We keep hearing, like a recurrent lullaby, that pipelines are so new-and-improved, so safe, so environmentally friendly. Those lulling reassurances come constantly from companies and advocates pushing for construction of pipelines now being proposed, including the controversial extension of the Keystone pipeline from the tar-sand fields of Alberta, Canada down through the American Midwest, across a vast water aquifer, all the way to the Gulf of Mexico. There are, by the way, already portions of a Canadian-U.S. pipeline completed, including an operational line to Illinois.
The oil from Canadian tar sands, the very dirtiest oil-extraction method, would be processed at refineries on the Gulf Coast of Texas, then shipped to other countries via tankers.
For the following five reasons, the Keystone project should not take place:
- Extraction from tar sands takes an enormous amount of energy to do, causing huge carbon-caused pollution into the atmosphere, exacerbating climate change.
- Putting that pipeline across the United States would, ironically, not benefit this country in any appreciable way. This chorus of “jobs, jobs, jobs” is disingenuous at best. According to the U.S. State Department, it would create about 4,000 jobs over a two-year period, after which there would be 35 permanent American jobs, according to TransCanada, a pipeline builder.
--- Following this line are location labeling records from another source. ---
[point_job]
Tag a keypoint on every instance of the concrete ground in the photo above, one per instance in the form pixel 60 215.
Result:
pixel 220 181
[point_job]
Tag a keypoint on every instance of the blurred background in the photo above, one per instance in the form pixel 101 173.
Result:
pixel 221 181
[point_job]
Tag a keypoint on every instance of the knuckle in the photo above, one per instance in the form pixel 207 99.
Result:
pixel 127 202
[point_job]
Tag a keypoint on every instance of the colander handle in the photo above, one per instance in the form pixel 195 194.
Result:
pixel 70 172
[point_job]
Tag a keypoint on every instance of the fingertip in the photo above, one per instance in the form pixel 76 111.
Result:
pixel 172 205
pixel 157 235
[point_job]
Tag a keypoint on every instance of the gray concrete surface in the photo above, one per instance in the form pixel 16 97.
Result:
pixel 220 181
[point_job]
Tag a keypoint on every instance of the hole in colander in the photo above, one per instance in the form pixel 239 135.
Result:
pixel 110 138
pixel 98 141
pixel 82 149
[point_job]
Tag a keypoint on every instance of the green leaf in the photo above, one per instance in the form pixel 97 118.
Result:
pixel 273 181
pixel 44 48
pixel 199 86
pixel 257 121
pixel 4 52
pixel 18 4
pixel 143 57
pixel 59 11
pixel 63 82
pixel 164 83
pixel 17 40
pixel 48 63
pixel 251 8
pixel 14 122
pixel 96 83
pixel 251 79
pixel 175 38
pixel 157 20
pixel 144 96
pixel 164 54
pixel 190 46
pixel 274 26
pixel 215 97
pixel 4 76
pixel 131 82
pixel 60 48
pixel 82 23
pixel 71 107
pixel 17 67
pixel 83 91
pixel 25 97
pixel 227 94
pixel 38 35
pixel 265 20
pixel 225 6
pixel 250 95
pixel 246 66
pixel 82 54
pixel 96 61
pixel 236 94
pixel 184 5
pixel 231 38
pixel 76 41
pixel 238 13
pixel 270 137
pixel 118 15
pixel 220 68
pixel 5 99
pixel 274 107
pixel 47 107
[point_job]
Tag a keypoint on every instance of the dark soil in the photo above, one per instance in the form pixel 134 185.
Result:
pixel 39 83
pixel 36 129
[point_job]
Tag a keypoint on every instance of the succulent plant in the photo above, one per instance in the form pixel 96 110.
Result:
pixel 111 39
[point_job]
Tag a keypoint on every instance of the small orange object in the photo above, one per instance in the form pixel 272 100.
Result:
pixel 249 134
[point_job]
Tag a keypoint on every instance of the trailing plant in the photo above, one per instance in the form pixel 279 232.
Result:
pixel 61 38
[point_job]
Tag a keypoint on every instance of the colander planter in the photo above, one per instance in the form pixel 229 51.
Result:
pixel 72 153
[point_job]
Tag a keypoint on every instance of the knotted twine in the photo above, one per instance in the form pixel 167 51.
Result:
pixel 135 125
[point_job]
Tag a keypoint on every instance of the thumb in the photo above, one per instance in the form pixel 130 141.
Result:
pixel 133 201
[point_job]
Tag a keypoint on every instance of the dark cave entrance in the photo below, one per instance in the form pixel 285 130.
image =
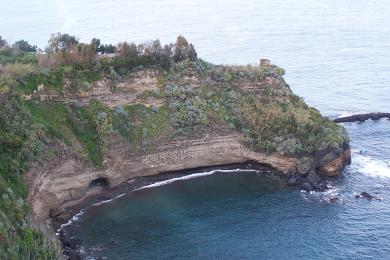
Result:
pixel 101 182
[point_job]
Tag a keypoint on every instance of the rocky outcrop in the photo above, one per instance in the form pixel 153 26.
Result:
pixel 68 179
pixel 362 117
pixel 333 168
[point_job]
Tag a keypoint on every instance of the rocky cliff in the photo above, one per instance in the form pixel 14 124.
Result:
pixel 195 114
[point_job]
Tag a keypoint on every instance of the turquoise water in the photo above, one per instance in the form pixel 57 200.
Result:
pixel 337 56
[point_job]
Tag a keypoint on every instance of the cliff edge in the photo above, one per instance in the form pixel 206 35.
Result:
pixel 195 114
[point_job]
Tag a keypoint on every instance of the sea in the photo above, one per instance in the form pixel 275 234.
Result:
pixel 337 57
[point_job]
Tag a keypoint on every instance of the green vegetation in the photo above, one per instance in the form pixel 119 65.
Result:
pixel 141 125
pixel 194 97
pixel 20 144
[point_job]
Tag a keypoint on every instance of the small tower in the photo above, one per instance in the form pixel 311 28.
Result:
pixel 264 63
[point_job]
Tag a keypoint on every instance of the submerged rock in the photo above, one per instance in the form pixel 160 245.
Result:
pixel 334 199
pixel 366 195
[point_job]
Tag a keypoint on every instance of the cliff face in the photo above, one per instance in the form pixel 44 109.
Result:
pixel 194 115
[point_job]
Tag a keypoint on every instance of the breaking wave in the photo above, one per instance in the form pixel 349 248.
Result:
pixel 370 166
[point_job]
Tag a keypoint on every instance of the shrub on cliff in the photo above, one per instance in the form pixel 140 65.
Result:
pixel 187 109
pixel 19 143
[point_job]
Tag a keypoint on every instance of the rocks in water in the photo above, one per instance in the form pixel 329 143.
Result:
pixel 306 186
pixel 72 243
pixel 292 182
pixel 55 212
pixel 366 195
pixel 334 199
pixel 362 117
pixel 74 255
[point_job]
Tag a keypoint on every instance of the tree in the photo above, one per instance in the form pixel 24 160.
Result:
pixel 23 45
pixel 3 42
pixel 184 50
pixel 107 48
pixel 96 43
pixel 128 51
pixel 58 42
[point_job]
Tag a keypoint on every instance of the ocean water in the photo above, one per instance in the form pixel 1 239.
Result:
pixel 337 56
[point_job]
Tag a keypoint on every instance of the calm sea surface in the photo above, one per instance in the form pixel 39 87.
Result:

- Despite soothing reassurances of safety, there is an all-too-real possibility of leaks and ruptures minor and major which could harm water supplies, flora and fauna and the environment in general.
- By allowing for the pipeline, we are directly and indirectly encouraging the dirty process of tar-sands extraction, which is an environment and climate killer. We should, instead, be pushing for development of safer forms of energy.
- Big Oil is notorious for its soothing promises. Remember British Petroleum’s denials and minimization of the Gulf oil disaster? Remember its broken promises? Remember its assurances all would be well?
It’s certain the current U.S. Congress will approve the Keystone Pipeline. President Obama should veto it. The project, after all is said and done, would be environmentally unwise, and it would truly benefit almost nobody in this country except some Big-Oil interests.